Vor der Grenze nach Usbekistan staut es sich. An der langen Reihe der bis zum Brechen beladenen Pkws und der Lkws vorbei werden wir von einem Grenzer weitergewunken. Danach zwei schmale Gassen, eine voll mit wartenden Pkws, die andere mit Lkws. Ein Vorbeifahren ist nicht möglich.
Ein PKWfahrer winkt dennoch zur Lkw Reihe und weiß auch warum. Langsam rollen diese vorwärts während alle Pkws nicht einen Meter vorankommen. Durch eine Matschsenke, deren Grund sich mir nicht erschließt, aber mal eine Desinfektionswanne gewesen sein könnte, werden wir abermals von einem lächelnden Grenzer in den Schatten gewunken.
Wie bereits zuvor stellt der Grenzer mehr fest als das er fragt, ob ich Tourist sei, was mich dann offenbar in eine Art VIP Status versetzt. Ein Beamter füllt das erforderliche Zollpapier aus und ich muss nur noch unterschreiben. Nach dem Abstempeln an einem anderen Schalter, winkt ein Beamter der Grenzpolizei mich vorbei an einer zuvor eingetroffenen Reisegruppe aus einem Bus mit usbekischem Kennzeichen direkt vor das Fenster der Grenzkontrolle. Alle anderen müssen warten. Erinnerungen an Reisen in die DDR werden wach, wo die Bürger der DDR oftmals wie 2. Klasse behandelt wurden.
Dann kommt der unsicherste Moment der Grenzpassage. Wird meine Drohne entdeckt?
Der freundliche Beamte der uns zuvor in den Schatten gewunken hatte, übernimmt die Kontrolle der Koffer. Erster Koffer Schuhe raus, Schlafsack anheben. Okay. Zweiter Koffer. Obenauf liegt mein Basecap aus Polizeitagen. Die Kontrolle endet abrupt mit einem längeren Smalltalk über Pensionsgrenzen Deutschland vs Usbekistan und ich erfahre, dass ein Polizeibeamter in Usbekistan nach 20 Jahren Dienst bereits in Pension gehen kann. Etwas weiter stehen Pkws mit oder ohne Anhänger und sämtliche Ladungen liegen aus-, bzw. abgeladen um die Fahrzeuge herum.

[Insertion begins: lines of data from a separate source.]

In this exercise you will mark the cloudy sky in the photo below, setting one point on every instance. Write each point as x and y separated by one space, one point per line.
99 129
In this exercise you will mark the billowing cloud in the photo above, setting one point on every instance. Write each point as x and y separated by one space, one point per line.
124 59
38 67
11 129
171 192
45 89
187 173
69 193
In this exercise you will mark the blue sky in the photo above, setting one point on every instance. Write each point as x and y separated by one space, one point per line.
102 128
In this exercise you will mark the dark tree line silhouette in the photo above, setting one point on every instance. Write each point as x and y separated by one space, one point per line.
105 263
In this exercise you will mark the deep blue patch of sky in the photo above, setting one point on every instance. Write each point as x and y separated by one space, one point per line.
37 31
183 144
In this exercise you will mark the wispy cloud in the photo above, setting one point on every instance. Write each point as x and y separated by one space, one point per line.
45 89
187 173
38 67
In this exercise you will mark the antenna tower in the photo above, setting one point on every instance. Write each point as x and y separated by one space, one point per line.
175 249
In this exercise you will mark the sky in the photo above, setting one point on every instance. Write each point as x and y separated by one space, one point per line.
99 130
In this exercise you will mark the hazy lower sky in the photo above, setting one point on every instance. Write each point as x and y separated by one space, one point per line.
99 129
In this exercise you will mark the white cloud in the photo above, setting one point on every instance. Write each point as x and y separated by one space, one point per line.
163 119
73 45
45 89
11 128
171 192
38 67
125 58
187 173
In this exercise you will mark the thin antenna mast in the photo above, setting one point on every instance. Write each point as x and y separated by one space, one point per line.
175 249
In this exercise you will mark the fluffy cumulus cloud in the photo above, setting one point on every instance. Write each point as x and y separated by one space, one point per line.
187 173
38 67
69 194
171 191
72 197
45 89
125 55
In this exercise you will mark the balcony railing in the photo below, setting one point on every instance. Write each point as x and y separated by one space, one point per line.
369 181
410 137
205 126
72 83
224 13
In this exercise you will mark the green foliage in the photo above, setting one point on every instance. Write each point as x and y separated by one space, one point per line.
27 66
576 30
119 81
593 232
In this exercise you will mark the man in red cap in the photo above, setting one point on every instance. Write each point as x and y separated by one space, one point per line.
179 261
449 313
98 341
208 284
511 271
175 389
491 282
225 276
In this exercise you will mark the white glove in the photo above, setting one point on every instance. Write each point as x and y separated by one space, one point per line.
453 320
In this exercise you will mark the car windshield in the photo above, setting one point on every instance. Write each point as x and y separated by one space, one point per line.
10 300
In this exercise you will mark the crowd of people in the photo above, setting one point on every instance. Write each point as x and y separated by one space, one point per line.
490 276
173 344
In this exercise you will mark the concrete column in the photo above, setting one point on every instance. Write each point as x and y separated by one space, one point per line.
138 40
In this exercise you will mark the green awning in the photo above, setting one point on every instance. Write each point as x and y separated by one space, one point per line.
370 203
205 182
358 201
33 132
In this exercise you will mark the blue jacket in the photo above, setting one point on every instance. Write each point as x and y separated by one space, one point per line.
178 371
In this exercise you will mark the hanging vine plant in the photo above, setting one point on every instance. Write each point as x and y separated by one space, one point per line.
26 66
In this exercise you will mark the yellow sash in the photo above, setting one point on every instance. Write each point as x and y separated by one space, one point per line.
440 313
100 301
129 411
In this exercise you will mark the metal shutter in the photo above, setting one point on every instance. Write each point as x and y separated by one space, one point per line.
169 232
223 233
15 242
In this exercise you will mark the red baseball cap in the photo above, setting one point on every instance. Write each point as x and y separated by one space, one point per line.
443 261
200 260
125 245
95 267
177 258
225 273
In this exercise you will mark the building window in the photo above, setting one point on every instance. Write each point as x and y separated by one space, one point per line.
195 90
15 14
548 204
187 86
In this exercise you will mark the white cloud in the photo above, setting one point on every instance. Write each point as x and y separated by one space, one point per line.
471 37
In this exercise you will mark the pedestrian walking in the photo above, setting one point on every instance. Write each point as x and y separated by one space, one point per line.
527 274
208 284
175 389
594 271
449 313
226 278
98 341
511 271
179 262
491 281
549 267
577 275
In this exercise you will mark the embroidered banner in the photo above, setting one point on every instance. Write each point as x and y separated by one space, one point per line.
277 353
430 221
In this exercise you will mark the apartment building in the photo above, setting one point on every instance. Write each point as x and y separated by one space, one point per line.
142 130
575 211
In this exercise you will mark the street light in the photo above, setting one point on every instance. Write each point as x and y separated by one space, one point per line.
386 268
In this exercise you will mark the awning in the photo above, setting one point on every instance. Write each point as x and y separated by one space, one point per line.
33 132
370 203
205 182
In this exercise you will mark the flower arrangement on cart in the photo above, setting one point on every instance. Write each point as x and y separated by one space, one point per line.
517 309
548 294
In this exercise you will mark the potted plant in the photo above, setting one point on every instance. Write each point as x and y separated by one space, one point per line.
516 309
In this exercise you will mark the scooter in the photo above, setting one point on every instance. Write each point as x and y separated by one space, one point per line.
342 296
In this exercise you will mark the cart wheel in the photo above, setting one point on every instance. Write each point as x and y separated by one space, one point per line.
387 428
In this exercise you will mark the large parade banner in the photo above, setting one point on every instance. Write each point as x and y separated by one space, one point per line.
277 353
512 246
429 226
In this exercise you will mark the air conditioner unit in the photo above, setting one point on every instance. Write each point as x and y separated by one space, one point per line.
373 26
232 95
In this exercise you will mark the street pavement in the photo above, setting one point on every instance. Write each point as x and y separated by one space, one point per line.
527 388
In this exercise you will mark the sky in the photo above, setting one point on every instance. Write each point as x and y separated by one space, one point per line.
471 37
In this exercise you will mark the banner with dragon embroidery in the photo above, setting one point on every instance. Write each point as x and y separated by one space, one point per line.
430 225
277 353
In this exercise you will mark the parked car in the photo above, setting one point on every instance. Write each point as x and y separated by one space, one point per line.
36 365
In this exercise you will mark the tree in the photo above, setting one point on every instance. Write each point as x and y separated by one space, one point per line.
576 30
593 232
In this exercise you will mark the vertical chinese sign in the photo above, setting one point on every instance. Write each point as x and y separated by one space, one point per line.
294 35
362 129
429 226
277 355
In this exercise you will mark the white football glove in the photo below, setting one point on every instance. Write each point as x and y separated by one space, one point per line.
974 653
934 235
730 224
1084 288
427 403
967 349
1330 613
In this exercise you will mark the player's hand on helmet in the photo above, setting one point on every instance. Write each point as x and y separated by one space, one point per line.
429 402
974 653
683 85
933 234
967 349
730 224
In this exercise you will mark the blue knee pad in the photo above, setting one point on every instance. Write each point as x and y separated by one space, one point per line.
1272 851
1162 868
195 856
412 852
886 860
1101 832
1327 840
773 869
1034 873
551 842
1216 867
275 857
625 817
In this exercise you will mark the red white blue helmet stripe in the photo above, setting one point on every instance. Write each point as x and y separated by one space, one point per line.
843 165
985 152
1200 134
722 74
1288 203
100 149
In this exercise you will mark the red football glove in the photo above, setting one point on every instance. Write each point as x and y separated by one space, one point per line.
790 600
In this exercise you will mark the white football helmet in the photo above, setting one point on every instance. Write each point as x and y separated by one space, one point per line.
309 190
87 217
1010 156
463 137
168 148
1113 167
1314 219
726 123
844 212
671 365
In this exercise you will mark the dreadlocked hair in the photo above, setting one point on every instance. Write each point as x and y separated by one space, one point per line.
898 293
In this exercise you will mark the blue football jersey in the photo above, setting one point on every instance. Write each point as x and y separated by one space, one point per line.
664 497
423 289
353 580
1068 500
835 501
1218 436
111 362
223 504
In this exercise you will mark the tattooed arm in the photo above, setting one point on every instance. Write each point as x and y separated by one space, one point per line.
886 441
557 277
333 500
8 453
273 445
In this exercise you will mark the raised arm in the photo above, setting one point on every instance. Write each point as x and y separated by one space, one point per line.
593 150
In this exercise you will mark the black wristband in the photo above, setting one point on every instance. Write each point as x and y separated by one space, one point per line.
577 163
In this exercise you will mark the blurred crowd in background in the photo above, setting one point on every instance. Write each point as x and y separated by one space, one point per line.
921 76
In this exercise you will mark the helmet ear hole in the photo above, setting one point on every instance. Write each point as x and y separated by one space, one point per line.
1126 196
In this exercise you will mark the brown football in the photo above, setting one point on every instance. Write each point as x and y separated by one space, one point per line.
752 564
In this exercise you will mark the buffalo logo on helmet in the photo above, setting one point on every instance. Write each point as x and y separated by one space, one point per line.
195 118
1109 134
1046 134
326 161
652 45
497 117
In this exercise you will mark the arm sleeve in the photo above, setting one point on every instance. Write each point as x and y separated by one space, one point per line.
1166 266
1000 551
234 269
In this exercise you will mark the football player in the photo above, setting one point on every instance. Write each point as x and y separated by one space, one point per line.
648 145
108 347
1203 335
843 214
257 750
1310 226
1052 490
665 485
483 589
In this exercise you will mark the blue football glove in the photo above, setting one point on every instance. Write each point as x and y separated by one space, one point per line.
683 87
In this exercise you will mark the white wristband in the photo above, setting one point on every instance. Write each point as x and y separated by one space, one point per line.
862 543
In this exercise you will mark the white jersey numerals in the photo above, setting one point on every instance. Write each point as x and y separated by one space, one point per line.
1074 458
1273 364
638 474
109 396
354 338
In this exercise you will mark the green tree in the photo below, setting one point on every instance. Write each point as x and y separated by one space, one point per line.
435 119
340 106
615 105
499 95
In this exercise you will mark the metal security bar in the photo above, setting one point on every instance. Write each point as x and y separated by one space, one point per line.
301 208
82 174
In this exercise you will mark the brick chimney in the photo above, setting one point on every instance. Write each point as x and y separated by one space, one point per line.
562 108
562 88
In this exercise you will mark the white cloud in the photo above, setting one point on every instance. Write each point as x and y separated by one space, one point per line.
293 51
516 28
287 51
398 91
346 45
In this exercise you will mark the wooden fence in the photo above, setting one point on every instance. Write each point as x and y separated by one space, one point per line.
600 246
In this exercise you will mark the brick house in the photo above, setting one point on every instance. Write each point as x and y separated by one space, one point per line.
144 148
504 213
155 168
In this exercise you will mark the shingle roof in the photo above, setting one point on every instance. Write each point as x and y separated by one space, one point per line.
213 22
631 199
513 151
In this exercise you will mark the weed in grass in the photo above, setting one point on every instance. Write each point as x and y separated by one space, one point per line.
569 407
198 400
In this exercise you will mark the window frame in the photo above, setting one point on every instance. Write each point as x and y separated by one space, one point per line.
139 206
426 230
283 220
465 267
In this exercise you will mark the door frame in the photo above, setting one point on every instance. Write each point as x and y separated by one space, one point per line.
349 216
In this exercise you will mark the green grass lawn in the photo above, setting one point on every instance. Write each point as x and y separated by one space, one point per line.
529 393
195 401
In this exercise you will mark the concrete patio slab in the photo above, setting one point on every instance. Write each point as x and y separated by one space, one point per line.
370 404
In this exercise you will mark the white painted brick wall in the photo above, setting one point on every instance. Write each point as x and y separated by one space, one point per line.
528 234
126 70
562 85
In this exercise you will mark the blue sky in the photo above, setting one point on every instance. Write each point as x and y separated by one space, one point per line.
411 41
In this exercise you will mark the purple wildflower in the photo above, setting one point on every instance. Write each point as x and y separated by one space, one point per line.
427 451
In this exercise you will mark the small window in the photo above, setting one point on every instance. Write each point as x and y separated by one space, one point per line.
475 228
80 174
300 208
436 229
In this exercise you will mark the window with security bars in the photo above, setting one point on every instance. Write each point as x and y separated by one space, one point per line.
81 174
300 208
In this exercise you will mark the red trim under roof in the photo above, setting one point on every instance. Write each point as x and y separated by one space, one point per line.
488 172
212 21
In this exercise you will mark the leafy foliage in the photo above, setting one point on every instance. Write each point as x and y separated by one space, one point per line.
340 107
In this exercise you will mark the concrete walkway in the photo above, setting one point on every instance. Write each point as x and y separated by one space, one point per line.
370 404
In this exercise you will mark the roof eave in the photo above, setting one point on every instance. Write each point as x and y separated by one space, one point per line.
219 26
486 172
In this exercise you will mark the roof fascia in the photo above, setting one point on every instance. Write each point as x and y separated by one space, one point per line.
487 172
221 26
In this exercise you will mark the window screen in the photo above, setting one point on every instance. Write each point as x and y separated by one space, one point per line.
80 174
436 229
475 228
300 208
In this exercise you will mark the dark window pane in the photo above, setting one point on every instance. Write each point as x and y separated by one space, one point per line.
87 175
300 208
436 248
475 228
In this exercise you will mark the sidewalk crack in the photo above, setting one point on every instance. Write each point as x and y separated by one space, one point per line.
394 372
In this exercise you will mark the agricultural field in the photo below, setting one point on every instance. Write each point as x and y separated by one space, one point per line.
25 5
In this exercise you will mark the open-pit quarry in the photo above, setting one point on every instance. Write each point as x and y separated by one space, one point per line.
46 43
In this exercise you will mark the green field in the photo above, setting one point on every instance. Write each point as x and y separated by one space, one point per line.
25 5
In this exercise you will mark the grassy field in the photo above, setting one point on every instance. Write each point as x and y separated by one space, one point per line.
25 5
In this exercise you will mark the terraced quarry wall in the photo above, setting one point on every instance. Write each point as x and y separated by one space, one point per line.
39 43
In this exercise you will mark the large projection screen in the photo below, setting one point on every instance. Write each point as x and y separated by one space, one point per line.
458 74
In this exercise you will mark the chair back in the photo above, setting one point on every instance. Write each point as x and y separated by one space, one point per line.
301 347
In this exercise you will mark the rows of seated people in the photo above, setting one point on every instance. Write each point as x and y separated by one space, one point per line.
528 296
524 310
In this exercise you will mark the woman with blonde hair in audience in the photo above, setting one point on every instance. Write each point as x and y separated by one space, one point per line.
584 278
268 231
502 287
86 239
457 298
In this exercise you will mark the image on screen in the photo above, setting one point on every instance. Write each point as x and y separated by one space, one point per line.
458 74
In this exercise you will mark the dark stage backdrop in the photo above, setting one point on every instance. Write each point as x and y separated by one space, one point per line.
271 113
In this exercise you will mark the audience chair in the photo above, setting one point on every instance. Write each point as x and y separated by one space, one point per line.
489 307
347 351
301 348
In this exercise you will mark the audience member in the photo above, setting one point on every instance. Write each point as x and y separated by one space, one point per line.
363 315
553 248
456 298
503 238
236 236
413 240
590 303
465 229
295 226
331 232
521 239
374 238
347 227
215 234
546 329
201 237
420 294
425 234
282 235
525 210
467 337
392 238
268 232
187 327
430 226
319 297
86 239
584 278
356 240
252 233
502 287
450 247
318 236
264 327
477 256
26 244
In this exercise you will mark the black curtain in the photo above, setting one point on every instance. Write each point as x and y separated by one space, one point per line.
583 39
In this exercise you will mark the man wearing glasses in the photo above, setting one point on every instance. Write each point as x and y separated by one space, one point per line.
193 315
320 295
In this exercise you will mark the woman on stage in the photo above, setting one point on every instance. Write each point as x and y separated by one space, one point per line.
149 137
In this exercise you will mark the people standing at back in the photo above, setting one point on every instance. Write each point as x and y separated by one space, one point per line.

Insgesamt 2 Stunden hat die gesamte Aus- und Einreise inklusive Geld wechseln und das Besorgen einer Kfz-Versicherung gedauert.

Die ersten Kilometer auf dem Weg usbekischer Seite lassen anfangs noch etwas zweifeln an den Aussagen Anderer, doch dann ändert sich schlagartig die Straße die definitiv ihresgleichen sucht. Hatte ich 2019 in Teilen der Ukraine schon manchen "Schweizer Käse" erlebt, so kamen hier noch Sand und Schotter gemischt mit gelegentlichen Bodenwellen oder Waschbrett dazu, plus Staub der entgegenkommenden Fahrzeuge. Das Überholen eines Lkw wird da schon mal kurzzeitig zu einer Nebelfahrt.
Wenige Kilometer später beginnt der Neubau einer parallel verlaufenden neuen Straße. In Kasachstan sah ich, dass solche Neubaustrecken gelegentlich von einzelnen privaten PKW benutzt werden.
Bei einer passenden Stelle biege ich ab, fahre etwa 200 Meter durch die Wüste und dann rauf auf die erhöht liegende Straße. Rechts und links neben der etwa 20 cm dicken Betonfahrbahn gut zu befahrener Schotter. Wenig später über eine behelfsmäßig mit ein paar Felsbrocken errichtete Mini Rampe geht's dann auf die Bahn selbst. Endlose Weiten. Das Betonband scheint irgendwo am Horizont der Krümmung der Erdkugel zu folgen. Wie geil ist das denn?


Nach etlichen Kilometern ist damit allerdings erstmal Schluss. Kein Beton mehr. Schotter. Aber fest, Plan gezogen und vorbereitet für den Beton, manchmal bereits hunderte von Metern mit einer riesigen Plane bedeckt. Geschwindigkeiten von zeitweise 60 km und mehr sind möglich, wären zwischendurch nicht immer wieder kleinere Schikanen eingebaut worden.
Sandwälle sollen das ungehinderte Weiterfahren zumindest erschweren. Manche müssen durch Sand und Wüste etwas umständlich umkurvt werden, andere sind bereits von "Schwarzfahrern" durch ihre PKW überfahrbar gemacht worden.
Vorbei an winkenden Bauarbeitertrupps und deutlich schneller als der Verkehr auf der entfernten offiziellen Straße. Zwar kostet das Umkurven Zeit, aber dafür wird die Fahrt deutlich entspannter und materialschonender.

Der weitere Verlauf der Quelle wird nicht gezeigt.